WHAT IS PANZANELLA SALAD?
Panzanella, also called ‘panmolle’ is a chopped salad that originated in Tuscany to use up the day’s stale bread. It consists of toasted Italian bread chunks, chopped vegetables such as tomatoes, onion, cucumber, black olives, and basil and tossed in a simple vinaigrette. It’s fresh, satisfying, and so delicious.
The original recipe called for the stale bread to be soaked in water or milk and wrung out, then added to the vegetable mixture.
By toasting the torn bread chunks, it absorbs the flavors of the vegetables and the dressing for the most flavorful and different salad.
INGREDIENTS FOR THIS RECIPE
- Bread – crusty bread that can get crunchy and golden in the oven. Ciabatta, Italian, or a crusty French loaf all work wonderfully.
- Olive oil – I used extra virgin for the dressing and plain, everyday olive oil for toasting the bread.
- Salt and pepper
- Red wine vinegar
- Dijon mustard
- Lemon juice
- Fresh herbs such as basil, oregano, and thyme
- Vegetables – I used red onion, cucumber, tomatoes, bell peppers.
HOW DO I MAKE A PANZANELLA SALAD?
First, tear the bread into cubes, toss it with olive oil, salt, and pepper, and toast it in the oven until golden and crunchy.
Next, toss the bread with the vegetables and allow it to sit while you whisk up the dressing.
Whisk together the dressing ingredients, pour over the bread and vegetables, and toss to coat.
Sprinkle with parmesan cheese, chill, and enjoy.
- Cubed mozzarella, provolone, or any other cheese that you enjoy is delicious in this salad.
- Make it a complete meal by adding grilled chicken, shrimp, or sliced beef.
- Try different vinegars in the dressing – balsamic, white wine vinegar, herbed vinegar-like tarragon or thyme would all change the flavor profile a bit.
- Let your imagination run wild with the vegetables. Raw, grilled, steamed all work. Think about the taste, texture, and color that the veggie would add.

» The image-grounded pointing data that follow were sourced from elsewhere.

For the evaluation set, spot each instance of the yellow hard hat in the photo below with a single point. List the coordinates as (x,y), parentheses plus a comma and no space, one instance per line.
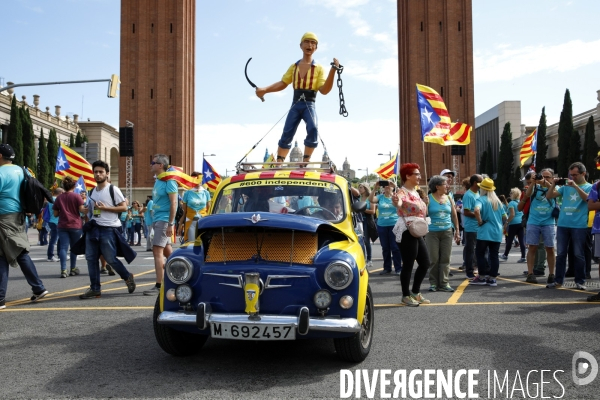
(309,35)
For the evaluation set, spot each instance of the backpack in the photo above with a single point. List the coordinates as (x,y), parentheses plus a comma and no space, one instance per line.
(32,194)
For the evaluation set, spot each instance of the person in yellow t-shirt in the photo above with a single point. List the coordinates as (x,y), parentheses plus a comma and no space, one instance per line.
(306,78)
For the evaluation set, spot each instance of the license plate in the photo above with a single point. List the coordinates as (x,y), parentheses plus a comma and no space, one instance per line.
(222,330)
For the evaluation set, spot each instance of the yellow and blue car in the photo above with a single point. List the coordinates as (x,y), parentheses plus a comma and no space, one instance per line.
(279,257)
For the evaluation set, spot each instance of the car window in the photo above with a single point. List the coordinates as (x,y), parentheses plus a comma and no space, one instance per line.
(316,199)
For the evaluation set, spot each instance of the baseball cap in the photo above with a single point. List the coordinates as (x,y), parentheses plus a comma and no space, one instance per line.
(7,151)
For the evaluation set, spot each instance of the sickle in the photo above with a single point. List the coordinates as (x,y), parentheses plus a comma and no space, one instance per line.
(248,79)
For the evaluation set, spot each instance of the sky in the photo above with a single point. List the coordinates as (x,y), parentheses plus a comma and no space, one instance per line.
(523,50)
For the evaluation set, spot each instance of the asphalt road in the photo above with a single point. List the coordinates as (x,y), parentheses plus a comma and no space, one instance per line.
(63,347)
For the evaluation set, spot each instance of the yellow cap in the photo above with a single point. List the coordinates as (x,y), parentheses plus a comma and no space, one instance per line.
(309,35)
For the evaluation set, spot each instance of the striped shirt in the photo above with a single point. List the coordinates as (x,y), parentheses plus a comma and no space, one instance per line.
(313,80)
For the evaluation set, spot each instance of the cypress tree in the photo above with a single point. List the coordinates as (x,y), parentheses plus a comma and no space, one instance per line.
(483,162)
(574,147)
(78,139)
(52,153)
(43,166)
(28,140)
(489,162)
(542,147)
(505,161)
(590,150)
(565,130)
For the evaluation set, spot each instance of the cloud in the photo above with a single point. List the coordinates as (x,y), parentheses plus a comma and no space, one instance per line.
(505,63)
(383,72)
(362,153)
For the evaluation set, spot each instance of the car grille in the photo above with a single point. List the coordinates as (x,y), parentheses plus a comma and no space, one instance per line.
(287,246)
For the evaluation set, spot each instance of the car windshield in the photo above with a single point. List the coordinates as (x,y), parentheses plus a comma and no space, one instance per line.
(316,199)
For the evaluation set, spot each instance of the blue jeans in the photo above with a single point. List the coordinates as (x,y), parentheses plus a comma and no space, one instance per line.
(53,239)
(107,247)
(300,111)
(389,248)
(577,238)
(28,269)
(68,237)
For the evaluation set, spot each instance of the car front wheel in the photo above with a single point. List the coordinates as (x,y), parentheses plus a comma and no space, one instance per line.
(356,348)
(176,342)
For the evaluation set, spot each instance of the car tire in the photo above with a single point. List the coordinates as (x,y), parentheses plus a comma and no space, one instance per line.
(357,347)
(174,342)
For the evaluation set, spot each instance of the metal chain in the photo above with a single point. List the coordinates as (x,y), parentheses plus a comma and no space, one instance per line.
(343,110)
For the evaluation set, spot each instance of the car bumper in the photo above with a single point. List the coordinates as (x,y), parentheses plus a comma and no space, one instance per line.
(204,317)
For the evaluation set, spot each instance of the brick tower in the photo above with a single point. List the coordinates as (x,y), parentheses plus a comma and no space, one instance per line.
(435,49)
(157,84)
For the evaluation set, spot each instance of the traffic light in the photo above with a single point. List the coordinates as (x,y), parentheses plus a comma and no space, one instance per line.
(113,85)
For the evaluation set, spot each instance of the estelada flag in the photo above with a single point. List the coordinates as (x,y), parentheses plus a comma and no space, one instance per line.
(388,169)
(176,173)
(528,148)
(435,119)
(70,163)
(210,177)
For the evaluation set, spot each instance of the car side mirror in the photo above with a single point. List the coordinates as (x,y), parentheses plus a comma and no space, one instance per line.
(359,206)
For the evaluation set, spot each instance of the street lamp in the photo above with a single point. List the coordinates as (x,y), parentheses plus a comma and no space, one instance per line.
(366,169)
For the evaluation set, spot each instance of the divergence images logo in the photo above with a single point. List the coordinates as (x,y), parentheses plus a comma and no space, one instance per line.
(584,363)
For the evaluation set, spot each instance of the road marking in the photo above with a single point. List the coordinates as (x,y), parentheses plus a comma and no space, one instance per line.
(458,292)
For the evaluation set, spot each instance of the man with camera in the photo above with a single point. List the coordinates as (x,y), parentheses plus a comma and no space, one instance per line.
(572,223)
(540,222)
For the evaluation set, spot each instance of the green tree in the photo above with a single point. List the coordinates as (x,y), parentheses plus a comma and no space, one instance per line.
(28,140)
(489,161)
(15,132)
(78,139)
(52,153)
(590,150)
(505,161)
(565,131)
(483,163)
(43,166)
(542,147)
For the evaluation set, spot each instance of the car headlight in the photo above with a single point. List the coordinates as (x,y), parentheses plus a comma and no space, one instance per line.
(183,293)
(179,270)
(322,299)
(338,275)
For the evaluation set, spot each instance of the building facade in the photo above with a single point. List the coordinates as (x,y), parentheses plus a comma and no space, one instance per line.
(435,49)
(157,84)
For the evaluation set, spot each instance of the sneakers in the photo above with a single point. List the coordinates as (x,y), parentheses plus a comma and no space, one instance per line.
(38,296)
(409,301)
(152,292)
(90,294)
(531,278)
(478,280)
(130,283)
(420,299)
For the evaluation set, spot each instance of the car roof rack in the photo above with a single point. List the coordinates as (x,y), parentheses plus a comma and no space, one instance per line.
(320,166)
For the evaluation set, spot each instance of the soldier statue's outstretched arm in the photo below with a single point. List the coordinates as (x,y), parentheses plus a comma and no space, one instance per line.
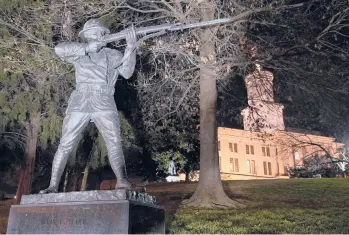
(127,68)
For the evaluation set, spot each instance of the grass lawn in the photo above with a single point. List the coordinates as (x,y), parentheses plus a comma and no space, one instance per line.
(273,206)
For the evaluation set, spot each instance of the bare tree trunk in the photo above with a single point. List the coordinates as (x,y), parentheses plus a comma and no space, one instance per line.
(25,180)
(84,179)
(209,192)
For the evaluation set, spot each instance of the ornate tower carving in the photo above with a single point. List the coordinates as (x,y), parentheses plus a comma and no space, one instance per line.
(262,113)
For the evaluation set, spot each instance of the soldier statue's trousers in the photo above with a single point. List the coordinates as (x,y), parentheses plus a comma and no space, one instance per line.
(74,123)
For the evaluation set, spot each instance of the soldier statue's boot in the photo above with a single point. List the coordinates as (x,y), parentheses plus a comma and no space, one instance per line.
(121,178)
(58,165)
(123,184)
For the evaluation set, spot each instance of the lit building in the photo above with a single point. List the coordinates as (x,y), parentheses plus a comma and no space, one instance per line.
(265,148)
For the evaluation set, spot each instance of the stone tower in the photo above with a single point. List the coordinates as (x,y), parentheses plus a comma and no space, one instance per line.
(262,113)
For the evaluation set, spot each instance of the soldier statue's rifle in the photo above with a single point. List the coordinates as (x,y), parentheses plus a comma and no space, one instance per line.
(163,28)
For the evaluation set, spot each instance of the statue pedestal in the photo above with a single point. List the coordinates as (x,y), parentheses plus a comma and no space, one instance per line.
(64,213)
(173,178)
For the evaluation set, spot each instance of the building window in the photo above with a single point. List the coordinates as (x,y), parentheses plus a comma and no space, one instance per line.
(231,165)
(253,167)
(236,165)
(265,168)
(235,149)
(249,149)
(266,151)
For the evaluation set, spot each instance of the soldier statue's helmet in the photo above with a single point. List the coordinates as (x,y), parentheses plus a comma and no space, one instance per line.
(93,24)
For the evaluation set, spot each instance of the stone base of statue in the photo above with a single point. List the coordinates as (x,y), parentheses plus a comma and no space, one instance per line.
(97,212)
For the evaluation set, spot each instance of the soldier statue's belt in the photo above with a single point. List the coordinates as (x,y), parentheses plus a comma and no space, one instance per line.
(95,88)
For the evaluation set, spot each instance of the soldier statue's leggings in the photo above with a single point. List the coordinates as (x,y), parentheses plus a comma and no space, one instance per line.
(74,123)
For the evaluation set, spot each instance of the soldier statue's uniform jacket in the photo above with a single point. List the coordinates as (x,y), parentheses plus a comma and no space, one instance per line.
(95,76)
(96,72)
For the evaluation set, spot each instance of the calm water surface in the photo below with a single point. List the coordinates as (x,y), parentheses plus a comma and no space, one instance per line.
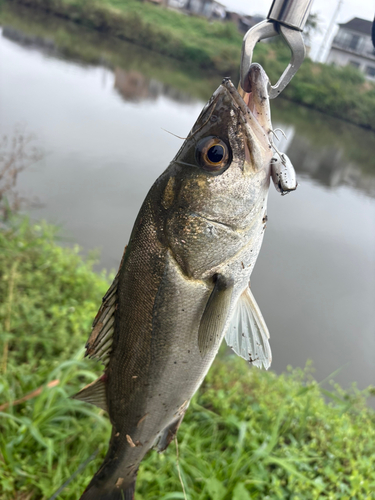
(101,130)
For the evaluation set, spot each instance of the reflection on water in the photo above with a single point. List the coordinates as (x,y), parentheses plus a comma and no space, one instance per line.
(327,165)
(98,107)
(134,86)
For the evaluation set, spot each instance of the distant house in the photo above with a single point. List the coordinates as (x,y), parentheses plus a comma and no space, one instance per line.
(352,45)
(243,23)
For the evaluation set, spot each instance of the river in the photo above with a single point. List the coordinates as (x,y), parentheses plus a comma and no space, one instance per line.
(99,108)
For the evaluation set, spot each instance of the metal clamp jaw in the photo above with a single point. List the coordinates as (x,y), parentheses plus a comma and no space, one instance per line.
(286,18)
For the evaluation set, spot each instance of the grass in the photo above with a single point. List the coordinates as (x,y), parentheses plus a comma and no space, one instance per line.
(248,433)
(216,47)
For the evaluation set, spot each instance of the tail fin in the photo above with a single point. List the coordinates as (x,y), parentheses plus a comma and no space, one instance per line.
(118,491)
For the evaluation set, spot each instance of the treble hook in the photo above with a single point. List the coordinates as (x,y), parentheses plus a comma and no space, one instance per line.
(286,18)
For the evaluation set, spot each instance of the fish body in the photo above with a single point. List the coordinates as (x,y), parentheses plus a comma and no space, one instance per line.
(183,283)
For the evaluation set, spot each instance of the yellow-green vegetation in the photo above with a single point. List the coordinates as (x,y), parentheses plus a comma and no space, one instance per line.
(212,46)
(216,47)
(248,433)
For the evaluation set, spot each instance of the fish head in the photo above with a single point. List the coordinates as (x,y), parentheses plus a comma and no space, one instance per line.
(221,174)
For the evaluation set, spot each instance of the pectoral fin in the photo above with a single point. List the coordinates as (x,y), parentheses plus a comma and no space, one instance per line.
(94,393)
(248,334)
(215,315)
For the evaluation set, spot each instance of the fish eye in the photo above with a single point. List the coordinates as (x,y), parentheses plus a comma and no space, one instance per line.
(213,155)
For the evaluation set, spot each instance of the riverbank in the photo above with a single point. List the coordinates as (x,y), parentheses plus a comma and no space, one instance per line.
(247,434)
(215,47)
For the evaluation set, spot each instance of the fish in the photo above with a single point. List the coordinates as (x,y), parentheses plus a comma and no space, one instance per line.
(183,283)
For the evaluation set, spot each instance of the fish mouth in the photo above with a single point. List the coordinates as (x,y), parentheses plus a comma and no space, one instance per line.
(255,104)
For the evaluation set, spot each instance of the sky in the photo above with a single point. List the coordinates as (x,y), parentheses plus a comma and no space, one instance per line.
(324,8)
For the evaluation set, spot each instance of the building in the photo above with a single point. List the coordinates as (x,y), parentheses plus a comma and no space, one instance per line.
(353,45)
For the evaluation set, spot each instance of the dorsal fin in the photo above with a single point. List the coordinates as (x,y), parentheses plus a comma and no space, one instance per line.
(99,344)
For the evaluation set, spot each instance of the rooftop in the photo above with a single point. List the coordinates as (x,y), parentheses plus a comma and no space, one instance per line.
(359,25)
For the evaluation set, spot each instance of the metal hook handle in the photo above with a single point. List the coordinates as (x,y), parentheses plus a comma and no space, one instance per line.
(286,18)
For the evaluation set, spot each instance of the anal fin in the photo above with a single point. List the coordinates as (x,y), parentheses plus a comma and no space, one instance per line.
(94,393)
(168,434)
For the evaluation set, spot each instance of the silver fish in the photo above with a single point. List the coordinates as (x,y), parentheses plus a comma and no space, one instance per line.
(183,283)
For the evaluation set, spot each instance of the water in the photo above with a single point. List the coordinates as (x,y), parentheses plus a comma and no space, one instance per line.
(100,126)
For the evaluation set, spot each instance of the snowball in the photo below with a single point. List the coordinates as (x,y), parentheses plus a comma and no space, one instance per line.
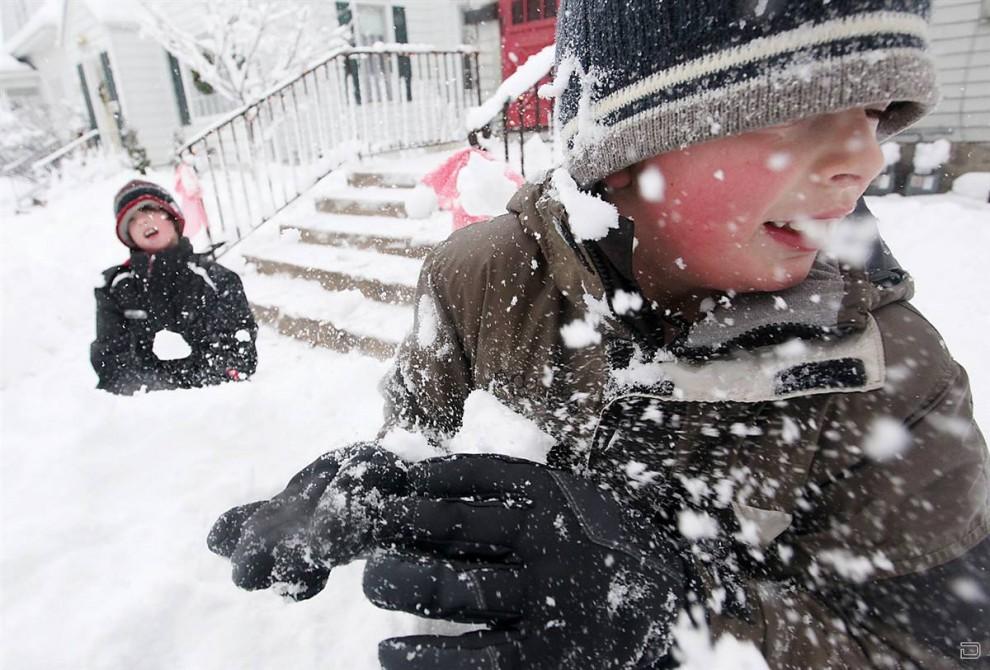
(170,346)
(580,333)
(623,302)
(539,159)
(968,590)
(426,322)
(852,566)
(420,202)
(695,651)
(590,218)
(891,153)
(408,446)
(852,240)
(483,187)
(887,439)
(489,427)
(778,161)
(652,184)
(696,525)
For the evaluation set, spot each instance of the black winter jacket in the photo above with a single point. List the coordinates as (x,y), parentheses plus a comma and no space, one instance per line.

More salad recipes to try:
- Classic Waldorf Salad
- Fried Goat Cheese And Root Vegetable Salad
- Israeli Salad
- Tropical Beet Salad
- Ultimate Cobb Salad
- Spinach Salad With Bacon Dressing
- Fennel And Orange Salad
- Autumn Salad
- Classic Caprese Salad
- Total Time: 43 minutes
- Yield: Serves 6
Panzanella salad is a healthy, delicious way to enjoy summer’s bounty. Homemade croutons, vegetables, and a homemade dressing make this salad a dish your family will love.
For the salad:
- 12-ounce ciabatta bread or crusty Italian bread, torn into 1-inch pieces
- ¾ cup olive oil
- Kosher salt and freshly ground black pepper, to taste
- 1 small red onion, thinly sliced
- ½ cup sliced black olives
- 1 cup seeded and diced plum tomatoes
- 1 cup diced English cucumber
- 1 bell pepper, diced (I used red bell pepper)
- ½ cup fresh basil leaves, chopped
For the dressing:
- 2 garlic cloves, smashed
- 1 teaspoon Kosher salt
- ¼ cup red wine vinegar
- 1 teaspoon Dijon mustard
- 1 ½ tablespoons fresh lemon juice
- ¼ teaspoon freshly ground black pepper
- 1 tablespoon minced fresh oregano
- 1 tablespoon minced fresh thyme
- 1 heaping tablespoon honey
- ½ cup extra virgin olive oil
To make the croutons:
Preheat the oven to 400-degrees.
On a baking sheet, toss the bread cubes with ¼ cup olive oil, 1 teaspoon salt, and 1 teaspoon pepper.
Spread out into an even layer and bake until crisp and golden – 12-15 minutes. Use a spatula to turn the croutons midway through baking.
Transfer to a salad bowl and set aside to cool.
Add the red onion, sliced olives, tomatoes, cucumber, bell pepper, and basil to the bowl. Toss gently to combine.
Make the dressing.
On a small cutting board, crush the garlic with the back of a knife. Pour the salt over the garlic. Use the knife to work the salt into the garlic, making a paste.
Scrape the garlic/salt paste into a mason jar or large glass measuring glass.
Pour in the vinegar, mustard, lemon juice, black pepper, oregano, thyme, and honey.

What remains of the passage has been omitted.